The cyclone shelter at Agasti Nuagaon in Ganjam. Picture by Ashwinee Pati
Chhatrapur, Oct. 19: Villagers in Gopalpur are thanking their lucky stars for having escaped what could have been their worst nightmare. The port town — where the eye of cyclonic storm Phailin touched Odisha coast but not with as much intensity as had been anticipated — is yet to get a cyclone shelter.
People of the coastal Nua Buxipalli village near Gopalpur said the foundation stone for the cyclone shelter there was laid in March. Though more than seven months have passed, construction had been progressing at a snail’s pace with only 10 per cent work being completed.
V. Vijay Kumar, a local resident, who had taken refuge on a water tank on the first floor of a building located on a high ground during the cyclone on October 12, said he had doubts whether the shelter house at his village would come up any time soon.
“The chief minister visited our village on October 14 and assured us of all possible help. But, we are yet to get relief materials including the 50kg rice bags, tarpaulin sheets and Rs 500. If this can happen despite the chief minister’s assurance, how can we expect the cyclone shelter to be completed in time?” he said.
Quite a few other cyclone shelters in the coastal villages of Ganjam district were found in sorry states. Many villagers preferred to stay perched on pucca houses rather than taking shelter in the dilapidated government buildings.
“Around 50 of us reached a cyclone shelter outside our village on the instructions of government officials. But when we reached there, we found that the building was in a precarious state. As the wind picked up speed, portions of the building started crumbling. We no longer considered it safe and left for temporary shelters at Chhatrapur, around five kilometres from our village,” said Thalukku Rajiv, a fisherman of Sana-Nolianuagaon.

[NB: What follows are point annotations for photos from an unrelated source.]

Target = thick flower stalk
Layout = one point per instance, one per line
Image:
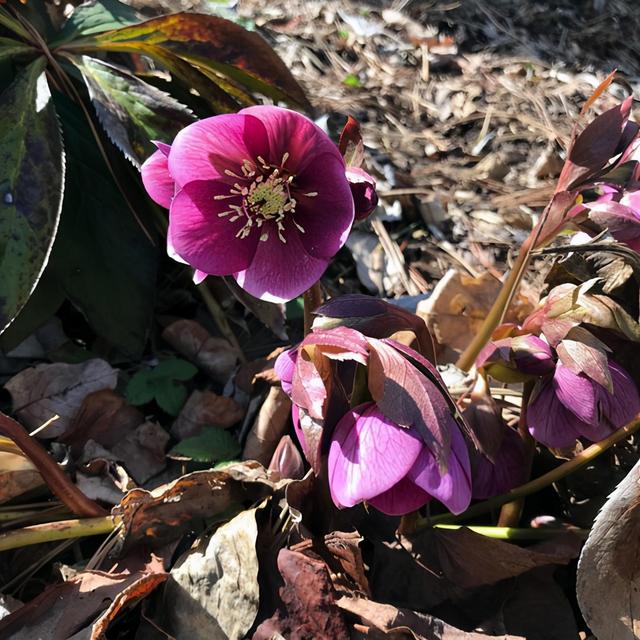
(379, 413)
(261, 195)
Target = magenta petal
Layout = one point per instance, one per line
(404, 497)
(280, 271)
(206, 148)
(327, 216)
(206, 241)
(368, 455)
(363, 190)
(157, 180)
(452, 488)
(576, 392)
(548, 420)
(289, 132)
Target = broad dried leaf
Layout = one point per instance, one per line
(608, 585)
(31, 186)
(309, 607)
(161, 515)
(42, 392)
(213, 591)
(269, 426)
(214, 43)
(64, 610)
(132, 112)
(205, 408)
(215, 356)
(400, 624)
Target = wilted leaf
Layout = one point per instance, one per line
(17, 476)
(42, 392)
(161, 515)
(95, 16)
(31, 185)
(269, 426)
(205, 408)
(215, 356)
(213, 591)
(212, 444)
(609, 568)
(132, 112)
(64, 610)
(215, 44)
(309, 607)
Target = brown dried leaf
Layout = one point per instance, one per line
(205, 408)
(459, 304)
(213, 591)
(163, 514)
(308, 602)
(17, 475)
(64, 610)
(215, 356)
(46, 390)
(609, 568)
(270, 425)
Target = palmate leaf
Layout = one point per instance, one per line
(220, 46)
(131, 111)
(31, 186)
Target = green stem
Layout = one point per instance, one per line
(563, 470)
(50, 532)
(312, 300)
(513, 533)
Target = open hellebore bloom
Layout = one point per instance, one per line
(400, 446)
(261, 195)
(569, 405)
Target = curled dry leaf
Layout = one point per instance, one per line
(163, 514)
(90, 598)
(17, 475)
(404, 623)
(459, 304)
(205, 408)
(308, 602)
(46, 390)
(213, 591)
(270, 425)
(608, 585)
(215, 356)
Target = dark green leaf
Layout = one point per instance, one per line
(105, 263)
(213, 43)
(96, 16)
(132, 112)
(31, 186)
(212, 444)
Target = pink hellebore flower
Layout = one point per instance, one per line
(373, 459)
(569, 405)
(261, 195)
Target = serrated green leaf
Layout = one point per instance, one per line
(31, 186)
(175, 369)
(132, 112)
(96, 16)
(170, 396)
(212, 42)
(141, 388)
(212, 444)
(10, 48)
(103, 260)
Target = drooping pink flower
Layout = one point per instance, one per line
(373, 459)
(261, 195)
(569, 405)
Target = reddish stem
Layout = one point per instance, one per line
(52, 474)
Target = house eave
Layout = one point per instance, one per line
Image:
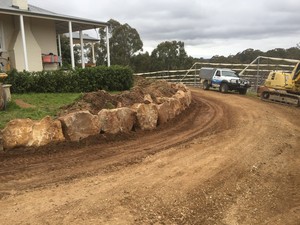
(61, 20)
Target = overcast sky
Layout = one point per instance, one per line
(207, 27)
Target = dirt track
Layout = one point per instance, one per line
(229, 159)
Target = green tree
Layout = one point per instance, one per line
(141, 62)
(124, 43)
(170, 55)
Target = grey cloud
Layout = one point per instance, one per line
(193, 21)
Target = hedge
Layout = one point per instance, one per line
(114, 78)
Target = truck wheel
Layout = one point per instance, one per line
(205, 85)
(242, 91)
(224, 88)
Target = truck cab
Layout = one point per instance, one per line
(223, 79)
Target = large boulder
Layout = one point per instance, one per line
(164, 112)
(46, 131)
(188, 95)
(116, 120)
(180, 95)
(147, 115)
(79, 125)
(175, 107)
(17, 133)
(26, 133)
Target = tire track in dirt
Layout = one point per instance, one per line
(29, 168)
(229, 159)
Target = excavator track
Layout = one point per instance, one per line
(282, 98)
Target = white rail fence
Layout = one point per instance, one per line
(256, 72)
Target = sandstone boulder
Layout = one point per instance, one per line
(175, 107)
(181, 96)
(26, 133)
(188, 95)
(79, 125)
(116, 120)
(164, 112)
(17, 133)
(147, 115)
(148, 99)
(46, 131)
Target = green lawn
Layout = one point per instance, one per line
(43, 105)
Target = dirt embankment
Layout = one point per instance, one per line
(228, 159)
(95, 101)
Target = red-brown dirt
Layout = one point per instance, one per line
(228, 159)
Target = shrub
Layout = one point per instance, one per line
(114, 78)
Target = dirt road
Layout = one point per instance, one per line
(229, 159)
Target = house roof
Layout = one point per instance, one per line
(61, 21)
(86, 38)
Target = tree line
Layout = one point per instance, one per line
(126, 49)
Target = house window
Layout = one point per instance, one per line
(2, 47)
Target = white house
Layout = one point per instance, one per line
(28, 35)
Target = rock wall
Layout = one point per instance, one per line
(81, 124)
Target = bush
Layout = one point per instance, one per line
(114, 78)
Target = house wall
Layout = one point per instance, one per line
(8, 31)
(34, 53)
(40, 38)
(45, 34)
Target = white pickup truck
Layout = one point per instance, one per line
(223, 79)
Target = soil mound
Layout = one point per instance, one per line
(95, 101)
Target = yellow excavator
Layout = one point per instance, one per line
(282, 87)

The villagers also said that the very location of the multipurpose shelter houses testified the government’s lack of vision. The shelters had been constructed on low-lying areas in two villages of Chhatrapur — Agasthi Nuagaon and Nolianuagaon — which are close to the sea. The shelters are in pathetic condition with cement plaster peeling off at many places. Villagers said the fractures and fissures on these buildings could hardly assure them of a safe lodging. Apart from this, the lack of amenities in these cyclone shelters also added to the villagers’ woes. The toilets are nearly unusable and there are no provisions for drinking water.
“The buildings lie unused throughout the year and also lack basic amenities. We preferred not to go there and stayed up on the terrace of a house built on elevated land,” said 65-year-old V. Shravanan of Agasthi Nuagaon.
Local legislator Pradeep Panigrahi said there was a full-fledged cyclone shelter at Tulu village in his area. He claimed that more than 1,000 people had been housed at the shelter.
Villagers, however, had another tale to tell. “We took shelter in far-flung places where the government officials escorted us. But, we decided not to stay there fearing the buildings might come down,” said D. Tatheya, a villager.
Former MLA of Chhatrapur Ashok Kumar Choudhury, who was seen actively helping people during the post-cyclone evacuation, said people preferred to stay in schools, colleges and other government and private buildings that were in regular use.
“The government’s cyclone shelters are virtually useless. There were no facilities for pregnant women, the disabled and the elderly,” said Choudhury, advising the government to review the conditions of such shelters.